Benché queste siano lotte che dovrebbero essere abbracciate da molta parte del mondo, prima di usare una parola straniera, valuto importante capirne la storia e la provenienza. Come si sa, gli Stati Uniti sono stati teatro di lotte contro la discriminazione, diritti uguali per tutti; oltre allo schiavismo, apice della bruttezza dell’essere umano, ci sono state battaglie importanti anche negli anni sessanta e settanta, con Martin Luther King e Malcom X per primi e poi con i Black Panther, i movimenti sovversivi underground; le battaglie per i diritti di gay e lesbiche newyorkesi sono storiche, iconiche. In Italia ci sono state altre battaglie, altrettanto importanti per la cultura e società italiana, ma fino a tre settimane fa, quando ero a Milano, le uniche persone di colore diverso dal mio le ho viste con una mano tesa fuori dai supermercati. Come si può dunque utilizzare un termine così impregnato di cultura afroamericana ed usarlo in un contesto completamente diverso? Forse sono anch’io un po’ woke, ma puzza molto di appropriazione culturale, addirittura sminuisce l’importanza che ha tuttora negli Stati Uniti. Il discorso sui diritti della popolazione LGBTQ è identico: in Italia, Paese sfortunatamente molto cattolico, si sta ancora parlando di diritti che qui sono stati conquistati vent’anni fa.
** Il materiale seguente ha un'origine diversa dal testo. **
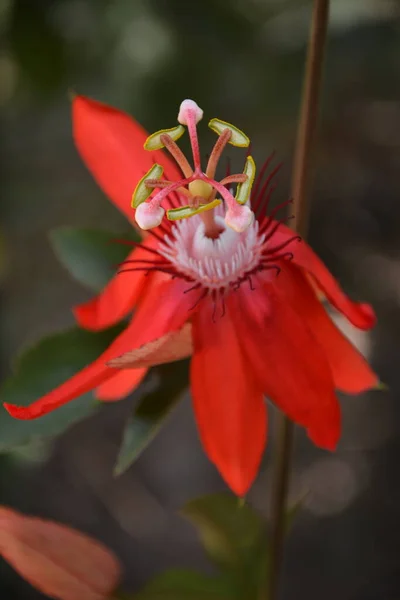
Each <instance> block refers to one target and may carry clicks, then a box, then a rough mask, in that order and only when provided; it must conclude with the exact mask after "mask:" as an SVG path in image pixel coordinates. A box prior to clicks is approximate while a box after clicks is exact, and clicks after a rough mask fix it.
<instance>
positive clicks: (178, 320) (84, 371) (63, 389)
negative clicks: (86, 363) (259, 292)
mask: <svg viewBox="0 0 400 600" xmlns="http://www.w3.org/2000/svg"><path fill="white" fill-rule="evenodd" d="M186 285H187V284H186ZM182 298H183V299H184V301H182ZM184 302H186V303H188V300H187V295H183V294H182V283H181V282H167V283H164V284H162V285H159V286H158V289H157V290H156V291H154V294H152V295H151V296H148V297H147V298H146V301H145V302H142V303H141V305H140V307H139V309H138V311H137V313H136V314H135V316H134V318H133V319H132V321H131V323H130V324H129V326H128V327H127V328H126V329H125V331H124V332H123V333H121V335H119V336H118V337H117V338H116V339H115V340H114V342H113V343H112V344H111V346H110V347H109V348H107V350H106V351H105V352H103V354H102V355H101V356H100V357H99V358H98V359H97V360H96V361H94V362H93V363H92V364H91V365H88V366H87V367H85V368H84V369H83V370H82V371H80V372H79V373H77V374H76V375H74V377H72V378H71V379H69V380H68V381H66V382H65V383H63V384H62V385H60V386H59V387H58V388H56V389H55V390H53V391H51V392H50V393H48V394H46V395H45V396H43V397H42V398H40V399H39V400H37V401H36V402H34V403H33V404H31V405H30V406H27V407H22V406H15V405H13V404H4V407H5V408H6V410H7V411H8V412H9V413H10V415H11V416H13V417H15V418H17V419H36V418H37V417H41V416H42V415H45V414H47V413H48V412H51V411H52V410H55V409H56V408H59V407H60V406H63V405H64V404H66V403H67V402H69V401H70V400H73V399H74V398H77V397H78V396H81V395H82V394H84V393H86V392H88V391H90V390H92V389H94V388H97V387H99V386H100V385H101V384H102V383H103V382H105V381H106V380H107V379H109V378H110V377H112V376H114V375H115V370H114V369H112V368H111V367H107V366H106V364H105V363H106V362H107V361H109V360H111V359H112V358H115V356H119V355H121V354H123V353H125V352H128V350H131V349H132V347H134V346H135V345H136V344H138V345H141V344H145V343H146V342H148V341H150V340H152V339H154V338H157V337H160V336H161V335H164V334H165V333H166V332H168V331H169V330H170V329H175V328H179V327H180V326H181V325H182V324H183V322H184V320H185V319H187V318H188V316H189V313H188V311H187V310H186V311H185V309H184ZM182 305H183V306H182Z"/></svg>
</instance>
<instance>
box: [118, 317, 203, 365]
mask: <svg viewBox="0 0 400 600" xmlns="http://www.w3.org/2000/svg"><path fill="white" fill-rule="evenodd" d="M192 351H193V344H192V326H191V324H190V323H186V324H185V325H184V326H183V327H182V328H181V329H179V330H178V331H171V332H169V333H167V334H166V335H163V336H162V337H160V338H158V339H156V340H153V341H152V342H149V343H148V344H144V345H143V346H140V347H139V348H136V349H135V350H131V351H130V352H127V353H126V354H123V355H122V356H119V357H118V358H114V359H113V360H110V361H109V362H108V366H109V367H115V368H117V369H135V370H136V369H137V368H139V367H153V366H154V365H162V364H164V363H169V362H174V361H176V360H181V359H182V358H187V357H188V356H190V355H191V354H192Z"/></svg>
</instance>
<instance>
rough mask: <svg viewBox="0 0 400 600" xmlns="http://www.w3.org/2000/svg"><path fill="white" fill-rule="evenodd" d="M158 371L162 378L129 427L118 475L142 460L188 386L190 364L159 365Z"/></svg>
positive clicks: (119, 474) (185, 361) (134, 416)
mask: <svg viewBox="0 0 400 600" xmlns="http://www.w3.org/2000/svg"><path fill="white" fill-rule="evenodd" d="M155 371H156V372H157V374H158V375H159V378H160V381H159V384H158V385H157V388H156V389H155V390H153V391H151V392H149V393H147V394H145V395H144V396H143V398H142V399H141V400H140V402H139V404H138V405H137V406H136V407H135V409H134V412H133V415H132V417H131V418H130V419H129V421H128V422H127V424H126V427H125V431H124V434H123V439H122V444H121V449H120V451H119V454H118V458H117V463H116V465H115V468H114V474H115V475H121V473H123V472H124V471H126V469H128V467H130V465H131V464H132V463H133V462H134V461H135V460H136V459H137V458H138V457H139V455H140V454H141V453H142V452H143V450H144V449H145V448H146V446H148V444H149V443H150V442H151V441H152V439H153V438H154V437H155V436H156V435H157V433H158V432H159V430H160V429H161V427H162V426H163V424H164V422H165V420H166V418H167V417H168V415H169V414H170V413H171V411H172V410H173V408H174V407H175V406H176V405H177V404H178V402H179V401H180V400H181V398H182V396H183V393H184V392H185V390H186V389H187V387H188V384H189V380H188V361H179V362H175V363H170V364H168V365H160V366H159V367H157V368H156V369H155Z"/></svg>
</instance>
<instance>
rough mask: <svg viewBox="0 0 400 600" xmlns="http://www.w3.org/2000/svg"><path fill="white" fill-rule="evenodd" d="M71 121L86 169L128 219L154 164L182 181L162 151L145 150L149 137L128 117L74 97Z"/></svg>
mask: <svg viewBox="0 0 400 600" xmlns="http://www.w3.org/2000/svg"><path fill="white" fill-rule="evenodd" d="M72 119H73V135H74V139H75V144H76V146H77V148H78V150H79V152H80V154H81V156H82V158H83V160H84V161H85V163H86V166H87V167H88V169H89V170H90V171H91V173H92V175H93V177H94V178H95V180H96V181H97V183H98V184H99V186H100V187H101V188H102V189H103V190H104V192H105V193H106V194H107V196H109V198H110V199H111V200H112V201H113V202H114V204H115V205H116V206H117V207H118V208H119V209H120V210H121V211H122V212H123V213H124V214H125V215H126V216H127V217H128V219H130V220H131V219H132V218H133V209H132V208H131V200H132V194H133V191H134V189H135V186H136V184H137V182H138V181H139V179H140V178H141V177H143V175H144V174H145V173H146V172H147V171H148V170H149V169H150V168H151V166H152V165H153V163H154V162H157V163H159V164H160V165H162V166H163V167H164V169H165V177H166V178H169V179H174V180H175V179H180V178H181V176H180V173H179V171H178V169H177V167H176V166H175V164H174V163H173V162H172V161H171V160H170V159H169V158H168V156H166V155H165V154H164V153H163V152H162V151H160V150H157V151H155V152H147V151H146V150H144V148H143V144H144V142H145V141H146V138H147V136H148V134H147V133H146V131H145V130H144V129H143V127H141V125H139V123H137V122H136V121H135V120H134V119H132V118H131V117H130V116H128V115H127V114H125V113H123V112H121V111H119V110H117V109H115V108H112V107H111V106H107V105H106V104H102V103H101V102H96V101H95V100H90V99H89V98H85V97H84V96H75V98H74V100H73V104H72Z"/></svg>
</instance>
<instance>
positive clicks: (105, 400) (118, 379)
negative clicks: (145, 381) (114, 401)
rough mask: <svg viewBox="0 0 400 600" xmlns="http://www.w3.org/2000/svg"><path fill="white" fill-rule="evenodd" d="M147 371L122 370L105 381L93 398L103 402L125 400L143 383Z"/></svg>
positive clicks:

Queste considerazioni possono essere fatte anche per questioni molto meno importanti: l’espropriazione di Halloween, del tacchino a novembre, i milioni di termini anglosassoni entrati nella lingua italiana a cui si danno significati diversi da quelli originali, non sono che piccoli esempi di come superficiali siamo diventati tutti noi, di quanto riusciamo a strappare i significati anche più profondi a parole e concetti per poterle usare e fare quelli che sono all’avanguardia.
È un po’ come chiamare partigiani gli americani che occupano il Campidoglio per salvare l’America: anche no.